Were there not several such overlapping realms involved in the northern cycle? The land of the giants, the world underground, a frozen land of the dead, somewhere where elves ran rampant?

What did it matter? He was here. He was alone. He had to go on from there.

He needed to open the way. It did not look like there was a lot of food lying around. The contents of his knapsack would not last.

Sweet irony. To starve to death in heaven.

The old man looked up the mountain. The Great Sky Fortress up top was a ghost almost completely hidden by clouds. The rainbow bridge was partially visible below, showing hints of the only color around.

The bridge was broken.

Sufficient to the hour that problem. The trial of the moment was to open the way for the return of this world’s doom, Asgrimmur Grimmsson.
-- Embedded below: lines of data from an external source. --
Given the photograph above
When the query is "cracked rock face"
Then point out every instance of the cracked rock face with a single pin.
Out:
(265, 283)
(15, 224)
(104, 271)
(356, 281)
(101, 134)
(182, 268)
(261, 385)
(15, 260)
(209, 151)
A notion that birthed a grim smile.

Awakenings, revenances, most always featured the return of old evils thoroughly dedicated to the pursuit of greater evil. Not the correction of good deeds gone rotten. 10. Alten Weinberg: Sisters As often as she dared without sparking the Imperial wrath, Princess Helspeth begged leave to return to Plemenza. Telling Katrin, honestly, “I want to get away from the politics.” Making it sound general. Avoiding specifics because it was the specific that terrified her.